I’ll be joined by guest commentator Terry Cutler of Montreal’s Cyology Labs to discuss some of the news from the past seven days.
Howard: We’re going to talk about a couple of other stories that I came across. Researchers at Crowdstrike issued their annual global threat report this week and among the findings: It took hackers an average of an hour and 38 minutes to move from an initially compromised device to another one and that basically means it defenders have about 90 minutes detect and stop an intruder on the first computer server or domain controller they crack. What do you think of this.
Terry Cutler: 90 minutes is a very long time. And here’s the issue I see often: Most companies don’t have proper detection technology in place to find a hacker in there. I’ll give you an example: I run into this exact challenge when I get hired to do penetration tests. The first thing we do is run a vulnerability scan to see what’s vulnerable in there, and run some exploitation tools after that to see what we can compromise. And during that whole scan nobody knows we’re in there. We’re not even being quiet about it. They [defenders] don’t have any sensors to say, ‘You know there’s an attack happening here.’ Once we [the testers] compromise a machine we’re able to deploy an agent, so we use professional tools to help speed up our work. We become a system level service, and from there we can actually do what’s called a migrate process, which allows us to hide our process from the hacked agent into let’s say svc host, which is a legitimate Windows process. So now when the [defence] investigators go and look, we’re hidden within a legit process.
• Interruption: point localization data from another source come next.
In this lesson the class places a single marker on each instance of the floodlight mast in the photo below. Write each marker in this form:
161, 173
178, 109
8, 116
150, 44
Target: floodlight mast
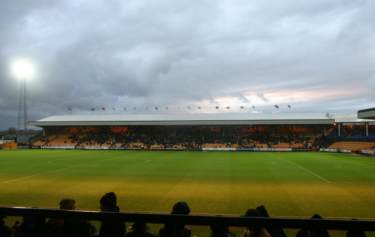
23, 71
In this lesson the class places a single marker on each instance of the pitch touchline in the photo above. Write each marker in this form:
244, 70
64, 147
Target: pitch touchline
309, 171
51, 171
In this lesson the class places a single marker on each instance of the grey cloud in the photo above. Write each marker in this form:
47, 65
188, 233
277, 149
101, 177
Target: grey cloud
116, 53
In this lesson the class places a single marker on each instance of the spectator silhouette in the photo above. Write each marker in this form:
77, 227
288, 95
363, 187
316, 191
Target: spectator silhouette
140, 229
71, 226
314, 231
254, 232
111, 227
5, 231
355, 233
173, 229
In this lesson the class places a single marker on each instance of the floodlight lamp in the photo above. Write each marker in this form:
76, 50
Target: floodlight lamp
23, 69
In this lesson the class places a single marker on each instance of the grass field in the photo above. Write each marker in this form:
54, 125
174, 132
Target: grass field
289, 184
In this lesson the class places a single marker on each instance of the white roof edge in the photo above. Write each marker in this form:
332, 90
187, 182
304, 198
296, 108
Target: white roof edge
183, 119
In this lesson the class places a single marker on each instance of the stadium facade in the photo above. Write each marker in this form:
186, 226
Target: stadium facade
367, 113
288, 131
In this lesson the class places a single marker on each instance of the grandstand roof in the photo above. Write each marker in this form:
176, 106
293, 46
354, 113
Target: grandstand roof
182, 119
367, 113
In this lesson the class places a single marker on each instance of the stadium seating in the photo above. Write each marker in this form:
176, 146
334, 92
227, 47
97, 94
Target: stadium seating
353, 146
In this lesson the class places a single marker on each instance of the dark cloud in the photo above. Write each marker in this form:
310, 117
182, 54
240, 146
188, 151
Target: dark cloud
145, 53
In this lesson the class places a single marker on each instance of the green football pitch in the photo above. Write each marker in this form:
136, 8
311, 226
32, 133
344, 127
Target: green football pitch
289, 184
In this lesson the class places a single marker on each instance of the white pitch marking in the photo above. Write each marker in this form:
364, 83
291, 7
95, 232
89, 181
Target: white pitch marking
51, 171
309, 171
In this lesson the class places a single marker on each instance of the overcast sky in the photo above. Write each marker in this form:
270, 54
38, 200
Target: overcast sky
314, 55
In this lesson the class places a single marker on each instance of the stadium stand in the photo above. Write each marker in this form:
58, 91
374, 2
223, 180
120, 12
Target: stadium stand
353, 146
206, 132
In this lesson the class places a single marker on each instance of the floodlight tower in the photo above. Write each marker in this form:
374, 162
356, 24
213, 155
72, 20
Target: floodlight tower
22, 70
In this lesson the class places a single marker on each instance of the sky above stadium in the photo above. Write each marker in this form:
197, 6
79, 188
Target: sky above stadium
317, 56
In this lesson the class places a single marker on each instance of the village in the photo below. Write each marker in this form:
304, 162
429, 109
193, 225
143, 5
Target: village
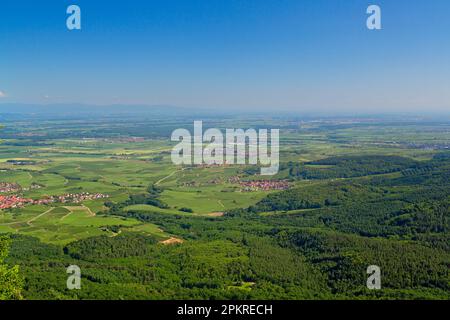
15, 201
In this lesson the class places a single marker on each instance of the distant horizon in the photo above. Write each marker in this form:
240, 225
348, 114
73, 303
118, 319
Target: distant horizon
255, 55
23, 108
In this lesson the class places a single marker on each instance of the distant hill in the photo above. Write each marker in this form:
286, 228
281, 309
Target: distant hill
85, 109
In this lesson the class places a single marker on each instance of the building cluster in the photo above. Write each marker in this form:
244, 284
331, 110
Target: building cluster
6, 187
14, 201
264, 185
260, 185
7, 202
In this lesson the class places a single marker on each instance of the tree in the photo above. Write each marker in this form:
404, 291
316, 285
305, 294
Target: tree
11, 282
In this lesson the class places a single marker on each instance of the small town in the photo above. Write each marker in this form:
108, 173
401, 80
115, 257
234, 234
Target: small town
15, 201
260, 185
6, 187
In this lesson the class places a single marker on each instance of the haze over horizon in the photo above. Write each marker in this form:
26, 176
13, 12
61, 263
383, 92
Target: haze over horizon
290, 55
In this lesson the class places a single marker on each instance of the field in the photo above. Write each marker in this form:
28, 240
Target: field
361, 192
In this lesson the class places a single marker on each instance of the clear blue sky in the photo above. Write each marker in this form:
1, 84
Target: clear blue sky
254, 54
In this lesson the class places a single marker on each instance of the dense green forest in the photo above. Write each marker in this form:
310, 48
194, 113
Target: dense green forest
317, 245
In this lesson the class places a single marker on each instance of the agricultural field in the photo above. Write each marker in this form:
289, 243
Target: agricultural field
349, 193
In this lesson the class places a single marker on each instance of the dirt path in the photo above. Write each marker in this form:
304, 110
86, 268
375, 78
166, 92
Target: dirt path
171, 240
89, 210
38, 216
166, 177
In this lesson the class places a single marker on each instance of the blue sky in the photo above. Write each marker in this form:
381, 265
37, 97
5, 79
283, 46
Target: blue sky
304, 55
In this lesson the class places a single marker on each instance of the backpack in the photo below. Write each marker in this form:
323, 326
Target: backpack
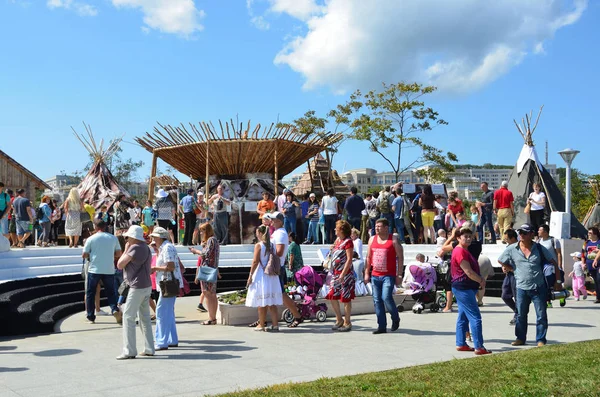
273, 267
384, 204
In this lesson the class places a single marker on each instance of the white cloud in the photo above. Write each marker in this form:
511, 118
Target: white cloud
179, 17
82, 9
459, 46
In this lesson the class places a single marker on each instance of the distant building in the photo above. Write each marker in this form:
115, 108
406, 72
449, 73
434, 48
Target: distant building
15, 176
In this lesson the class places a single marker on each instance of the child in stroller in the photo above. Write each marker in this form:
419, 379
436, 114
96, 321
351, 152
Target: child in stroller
308, 285
420, 286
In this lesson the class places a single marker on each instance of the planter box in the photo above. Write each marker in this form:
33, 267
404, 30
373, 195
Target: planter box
241, 315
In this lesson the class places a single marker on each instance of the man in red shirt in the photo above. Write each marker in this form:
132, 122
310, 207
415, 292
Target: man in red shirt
504, 208
385, 257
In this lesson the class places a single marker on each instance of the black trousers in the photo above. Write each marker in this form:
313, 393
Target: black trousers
190, 223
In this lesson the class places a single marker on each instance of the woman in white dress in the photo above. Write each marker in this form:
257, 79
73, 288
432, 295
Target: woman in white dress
73, 209
264, 291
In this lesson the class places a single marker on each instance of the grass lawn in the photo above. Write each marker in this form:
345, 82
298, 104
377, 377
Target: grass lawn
558, 370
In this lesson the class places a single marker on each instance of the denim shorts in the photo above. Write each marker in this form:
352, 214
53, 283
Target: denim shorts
22, 227
4, 225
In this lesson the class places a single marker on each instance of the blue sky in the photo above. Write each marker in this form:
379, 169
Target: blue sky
123, 65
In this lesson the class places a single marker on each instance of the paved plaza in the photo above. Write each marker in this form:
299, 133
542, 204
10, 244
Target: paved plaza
80, 360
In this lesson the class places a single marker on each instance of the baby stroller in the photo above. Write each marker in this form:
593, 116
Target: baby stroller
308, 285
419, 283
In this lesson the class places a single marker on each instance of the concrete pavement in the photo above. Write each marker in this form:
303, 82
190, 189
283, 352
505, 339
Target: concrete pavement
215, 359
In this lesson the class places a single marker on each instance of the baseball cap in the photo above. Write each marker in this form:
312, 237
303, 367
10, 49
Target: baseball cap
525, 228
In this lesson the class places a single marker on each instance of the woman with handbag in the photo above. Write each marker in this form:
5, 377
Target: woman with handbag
169, 279
207, 274
136, 265
264, 290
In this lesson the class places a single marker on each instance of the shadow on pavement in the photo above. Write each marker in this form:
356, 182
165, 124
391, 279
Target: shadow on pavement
20, 369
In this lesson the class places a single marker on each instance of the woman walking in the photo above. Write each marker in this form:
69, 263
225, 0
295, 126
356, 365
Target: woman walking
135, 263
45, 221
466, 281
167, 267
210, 257
264, 290
428, 212
343, 280
73, 208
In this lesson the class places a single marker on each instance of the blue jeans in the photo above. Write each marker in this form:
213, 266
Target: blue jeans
290, 224
486, 219
383, 288
468, 315
166, 329
109, 288
312, 233
524, 298
400, 228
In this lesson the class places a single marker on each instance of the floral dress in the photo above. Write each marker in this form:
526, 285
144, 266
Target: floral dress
210, 258
342, 290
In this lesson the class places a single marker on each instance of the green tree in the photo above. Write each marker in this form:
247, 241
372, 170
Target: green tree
397, 118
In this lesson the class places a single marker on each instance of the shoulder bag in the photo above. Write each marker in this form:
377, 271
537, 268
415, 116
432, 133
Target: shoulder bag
169, 288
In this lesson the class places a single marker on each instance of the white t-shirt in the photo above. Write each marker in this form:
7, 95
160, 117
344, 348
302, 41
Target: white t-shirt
358, 248
280, 236
537, 197
329, 205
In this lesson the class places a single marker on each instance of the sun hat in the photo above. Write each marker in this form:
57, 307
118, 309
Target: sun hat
136, 232
526, 227
274, 215
160, 233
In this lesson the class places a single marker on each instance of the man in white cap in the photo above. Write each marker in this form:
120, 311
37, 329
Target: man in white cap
280, 240
504, 208
136, 265
101, 249
165, 212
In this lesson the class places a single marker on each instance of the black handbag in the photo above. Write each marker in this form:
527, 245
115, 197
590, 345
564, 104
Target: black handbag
169, 288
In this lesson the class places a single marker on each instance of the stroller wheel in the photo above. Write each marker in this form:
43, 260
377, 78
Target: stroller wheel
321, 316
287, 316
On top of that our tools communicate back to us in an encrypted fashion so they can’t intercept our transmission. Now we can do a pass the hash. This is an attack where you can use the [credential] information and pass it off to a server. It could log me in as you without ever knowing the password. We can also do what’s called an agent pivot where we make it look like another machine is actually attacking the network and not the one I’m in.